What an exciting eventing competition: before the show-jumping part, seven riders were among the range of one mistake and therefore there was movement among the top places. In the end the British were successful. You could say: Chris Bartle who caused Germany to collect all gold medals for some years just continues in Great Britain. He has been back in his home country for one year and last year won gold in Strzegom. Now double gold. In the end the British had luck on their side and Rosalind Canter became world champion with 13-year-old KWPN gelding Allstar B by Ephebe for Ever.
Irish Padraig McCharthy was the first rider who was only one fence away from Ingrid Klimke and he and Mr. Chunky delivered the first clear round and therefore concluded the competition with their dressage result of 27,2 points. Then came Tim Price. The New Zealander and 11-year-old KWPN mare Cekatinka by King Kolibri, who was placed third in Aachen this year, had a mistake at the water and finished in eighth place. French Astier Nicolas with only 9-year-old Selle Francais gelding Vinci de la Vigne was not part of the French team but also had a mistake and finished seventh. To Thibau Valette Lt Col and Qing du Brio Ene HH the same happened and they were placed sixth.
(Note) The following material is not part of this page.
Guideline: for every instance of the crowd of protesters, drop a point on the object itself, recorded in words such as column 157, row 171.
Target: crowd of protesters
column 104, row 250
Then the three in the places one to three. The first to perform was Irish Sarah Ennis with Horseware Stellor Rebound. Her dreams of a medal were shattered when she had a mistake in the middle of the triple combination – fifth place. Rosalind Canter and Allstar B were not impressed by anything and delivered a clear round, which saved them the silver medal. Ingrid Klimke and SAP Hale Bob, current European champions now had their turn – but they also felt the pressure, as the rider later said. Bobby, so the Oldenburger gelding is called at home, jumped well – once they were lucky- but at the last fence it happened: the fence fell. Bronze instead of gold. “At first I was disappointed,” Klimke said later. “But bronze is also fantastic. Perhaps I should have ridden more leading up to the last fence. However had someone told me before that I would win bronze I would have been really happy. I was not agitated towards the last fence – I thought we had made it but then I heard the clatter…”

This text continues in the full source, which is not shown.